CHARLESTON COUNTY, SC (WCSC) - "Don't make judgment on the entire school, what the Citadel stands for, just based on the ignorance of a small handful of cadets," said Citadel grad Bill Rowell.
That was Rowell's plea after several pictures gained national attention.
The photos show cadets wearing pillow cases over their heads that appear to look like hoods worn by the Ku Klux Klan.
Rowell, class of 1977, fears the school he's proud to call his Alma Mater is being looked down upon based on the actions of eight cadets.
"You almost get sick to your stomach," said Rowell. "There's so many positive things about what's happened at the Citadel today and this event has overshadowed all of that."
The cadets claim they didn't have harmful intentions.
Local activists say it wasn't a good move.
"It wasn't fun," said vice president of the Charleston chapter of the NAACP Rev. Joe Darby. "It wasn't fun at the turn of the century when people brought their wives and children out to picnics and got lynchings. This is no less ugly than that."

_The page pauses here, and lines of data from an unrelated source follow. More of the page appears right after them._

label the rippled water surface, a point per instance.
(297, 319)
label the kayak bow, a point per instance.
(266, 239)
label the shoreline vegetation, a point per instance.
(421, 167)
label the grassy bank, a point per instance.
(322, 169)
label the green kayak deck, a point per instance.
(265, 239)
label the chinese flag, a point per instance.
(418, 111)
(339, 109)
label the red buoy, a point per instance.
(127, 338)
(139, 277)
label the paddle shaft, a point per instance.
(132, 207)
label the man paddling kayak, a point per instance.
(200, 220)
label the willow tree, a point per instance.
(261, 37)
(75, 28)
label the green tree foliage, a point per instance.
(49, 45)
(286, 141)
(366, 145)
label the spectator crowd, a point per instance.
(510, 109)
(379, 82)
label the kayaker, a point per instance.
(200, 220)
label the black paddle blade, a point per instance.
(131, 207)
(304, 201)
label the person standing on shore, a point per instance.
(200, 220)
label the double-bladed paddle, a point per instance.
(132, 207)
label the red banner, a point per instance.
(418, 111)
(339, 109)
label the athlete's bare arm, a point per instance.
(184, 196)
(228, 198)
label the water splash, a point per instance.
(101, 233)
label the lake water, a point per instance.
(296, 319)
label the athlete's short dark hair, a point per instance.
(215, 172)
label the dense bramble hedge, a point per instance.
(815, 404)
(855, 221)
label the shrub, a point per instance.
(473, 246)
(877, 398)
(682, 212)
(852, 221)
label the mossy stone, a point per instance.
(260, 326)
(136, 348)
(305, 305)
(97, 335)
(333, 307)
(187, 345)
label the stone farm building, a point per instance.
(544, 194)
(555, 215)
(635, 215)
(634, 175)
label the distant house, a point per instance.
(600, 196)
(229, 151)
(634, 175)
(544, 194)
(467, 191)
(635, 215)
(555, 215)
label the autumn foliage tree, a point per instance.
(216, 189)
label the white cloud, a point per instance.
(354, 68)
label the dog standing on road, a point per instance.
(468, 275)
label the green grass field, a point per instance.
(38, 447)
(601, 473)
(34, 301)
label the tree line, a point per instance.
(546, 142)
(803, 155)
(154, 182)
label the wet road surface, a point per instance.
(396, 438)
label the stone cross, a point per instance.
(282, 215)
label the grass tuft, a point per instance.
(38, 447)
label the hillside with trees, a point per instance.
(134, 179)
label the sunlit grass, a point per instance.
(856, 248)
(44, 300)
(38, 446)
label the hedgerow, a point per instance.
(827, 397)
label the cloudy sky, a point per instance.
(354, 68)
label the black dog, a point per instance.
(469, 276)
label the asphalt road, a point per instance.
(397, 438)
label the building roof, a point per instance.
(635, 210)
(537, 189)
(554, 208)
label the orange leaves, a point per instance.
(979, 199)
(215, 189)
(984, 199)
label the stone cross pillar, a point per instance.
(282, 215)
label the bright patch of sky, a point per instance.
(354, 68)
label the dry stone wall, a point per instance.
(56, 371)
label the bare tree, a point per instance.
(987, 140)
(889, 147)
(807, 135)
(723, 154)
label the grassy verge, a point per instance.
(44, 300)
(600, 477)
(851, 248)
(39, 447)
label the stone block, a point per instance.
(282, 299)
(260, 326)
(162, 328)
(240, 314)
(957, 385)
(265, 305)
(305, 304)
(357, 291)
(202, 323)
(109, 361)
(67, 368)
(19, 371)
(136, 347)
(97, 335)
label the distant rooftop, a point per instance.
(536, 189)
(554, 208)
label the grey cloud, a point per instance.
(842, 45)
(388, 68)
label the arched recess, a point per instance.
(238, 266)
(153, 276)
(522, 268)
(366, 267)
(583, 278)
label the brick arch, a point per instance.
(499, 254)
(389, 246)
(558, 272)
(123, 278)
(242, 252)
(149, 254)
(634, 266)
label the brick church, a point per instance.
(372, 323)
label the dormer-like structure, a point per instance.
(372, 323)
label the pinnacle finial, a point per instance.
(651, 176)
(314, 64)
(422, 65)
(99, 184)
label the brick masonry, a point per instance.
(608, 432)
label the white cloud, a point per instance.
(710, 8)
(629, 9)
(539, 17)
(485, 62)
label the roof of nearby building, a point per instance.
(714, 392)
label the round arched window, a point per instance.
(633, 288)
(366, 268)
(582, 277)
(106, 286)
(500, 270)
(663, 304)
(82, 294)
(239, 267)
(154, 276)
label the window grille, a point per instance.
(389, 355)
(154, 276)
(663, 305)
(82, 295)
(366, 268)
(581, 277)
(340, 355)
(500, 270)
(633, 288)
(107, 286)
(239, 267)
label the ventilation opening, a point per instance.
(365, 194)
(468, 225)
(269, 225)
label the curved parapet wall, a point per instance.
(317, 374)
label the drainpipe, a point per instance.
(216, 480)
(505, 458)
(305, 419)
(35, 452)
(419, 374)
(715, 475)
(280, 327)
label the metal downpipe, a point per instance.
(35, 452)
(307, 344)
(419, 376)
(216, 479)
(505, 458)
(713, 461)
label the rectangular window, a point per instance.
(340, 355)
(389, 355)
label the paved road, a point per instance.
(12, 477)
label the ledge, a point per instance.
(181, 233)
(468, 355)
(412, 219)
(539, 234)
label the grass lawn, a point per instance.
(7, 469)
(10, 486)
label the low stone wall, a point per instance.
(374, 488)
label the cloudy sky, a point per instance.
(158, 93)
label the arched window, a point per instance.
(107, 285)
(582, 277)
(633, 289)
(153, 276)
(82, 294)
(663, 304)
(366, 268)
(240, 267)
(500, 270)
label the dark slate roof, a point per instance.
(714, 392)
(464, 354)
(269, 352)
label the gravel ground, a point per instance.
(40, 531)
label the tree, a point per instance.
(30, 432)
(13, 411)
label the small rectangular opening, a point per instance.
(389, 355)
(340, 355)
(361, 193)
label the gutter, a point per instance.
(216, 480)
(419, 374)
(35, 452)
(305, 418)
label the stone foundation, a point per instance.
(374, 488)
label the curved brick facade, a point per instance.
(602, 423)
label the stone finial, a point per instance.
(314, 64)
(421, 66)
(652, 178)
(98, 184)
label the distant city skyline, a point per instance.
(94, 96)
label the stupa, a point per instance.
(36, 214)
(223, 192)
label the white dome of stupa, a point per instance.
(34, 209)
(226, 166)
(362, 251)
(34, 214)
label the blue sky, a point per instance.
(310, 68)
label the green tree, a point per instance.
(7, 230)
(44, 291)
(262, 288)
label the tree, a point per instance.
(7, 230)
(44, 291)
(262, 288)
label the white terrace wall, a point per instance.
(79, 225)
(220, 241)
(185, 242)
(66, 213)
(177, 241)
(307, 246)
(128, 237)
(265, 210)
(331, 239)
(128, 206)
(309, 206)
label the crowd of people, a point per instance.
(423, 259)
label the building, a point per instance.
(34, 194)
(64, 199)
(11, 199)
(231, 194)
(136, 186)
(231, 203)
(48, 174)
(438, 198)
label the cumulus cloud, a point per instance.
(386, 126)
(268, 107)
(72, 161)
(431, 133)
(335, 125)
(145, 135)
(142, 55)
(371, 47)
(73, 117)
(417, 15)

Rev. Darby said this incident is part of a bigger problem.
"America still has to work its way through its own problem with race," said Rev. Darby. "We have not worked through that yet. You can change laws, but you can't change hearts."
Rev. Darby hopes the school will take more action and people everywhere will learn for this situation.
"We're in an age where everybody has a camera in their pocket, on their phone," said Rev. Darby. "So, those who are going to be bigoted need to be careful where they practice their bigotry."
Rowell hopes the cadets know their actions reflect more than themselves.
"It was gross, poor judgment," said Rowell. "They should have realized that it would have much larger ramifications."
Citadel's President Lt. General John Rosa called the pictures offensive and disturbing.
The eight cadets have been suspended.
The incident is under investigation.